La pénalité de 19 000 euros prévue à la promesse étant manifestement excessive pour une immobilisation du bien durant 9 mois, il y a lieu de la modérer et de la fixer à la somme de 9 500 euros.
En conséquence, la société HELIS PROMOTION sera déboutée de sa demande de restitution de la garantie monétaire et de sa demande de dommages et intérêts pour résistance abusive de la SCI [Localité 12] à débloquer les fonds et il sera ordonné à l’Office notarial AUTHENTIS NOTAIRES, [Adresse 1] Langon, de procéder à la libération de la somme de 9 500 euros versée par la société HELIS PROMOTION à titre de garantie monétaire, à la SCI [Localité 12] sur justification de la signification à parties du présent jugement.
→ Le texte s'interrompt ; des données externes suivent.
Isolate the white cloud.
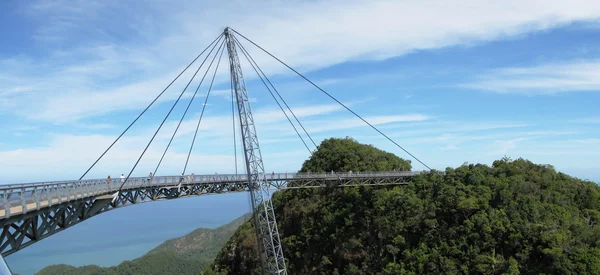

La SCI [Localité 12] sera déboutée du surplus de sa demande au titre de l’indemnité d’immobilisation et de sa demande de capitalisation des intérêts.
Si elle s’attache à démontrer l’attitude fautive de la société HELIS PROMOTION qui avait selon elle abandonné le projet dès le mois d’avril 2022 et a ensuite tenté d’échapper au paiement de l’indemnité d’immobilisation prévue dans la promesse, la SCI [Localité 12] ne justifie nullement du prétendu préjudice subi.
Elle sera déboutée de sa demande de dommages et intérêts.
L’équité commande de condamner la société HELIS PROMOTION à payer à la SCI [Localité 12] une indemnité de 2 000 euros au titre de l’article 700 du code de procédure civile.
La société HELIS PROMOTION succombant, elle sera condamnée aux dépens.
L’exécution provisoire est de droit et aucun motif ne justifie de l’écarter par application de l’article 514-1 du code de procédure civile.
PAR CES MOTIFS
Le tribunal,
DÉBOUTE la SAS HELIS PROMOTION de l’ensemble de ses demandes ;
ORDONNE à l’Office notarial AUTHENTIS NOTAIRES, notaire à Langon, de procéder à la libération de la somme de 9 500 euros versée à titre de garantie monétaire par la SAS HELIS PROMOTION, à la SCI [Localité 12] sur justification de la signification à parties du présent jugement ;
CONDAMNE la SAS HELIS PROMOTION à payer à la SCI [Localité 12] la somme de 2 000 euros au titre de l’article 700 du code de procédure civile ;
DÉBOUTE les parties pour le surplus ;
CONDAMNE la SAS HELIS PROMOTION aux dépens ;
RAPPELLE que la présente décision est de droit exécutoire à titre provisoire.
La présente décision est signée par Madame VERGNE, Vice-Président, le Président, et par Monsieur ROUCHEYROLLES, Greffier.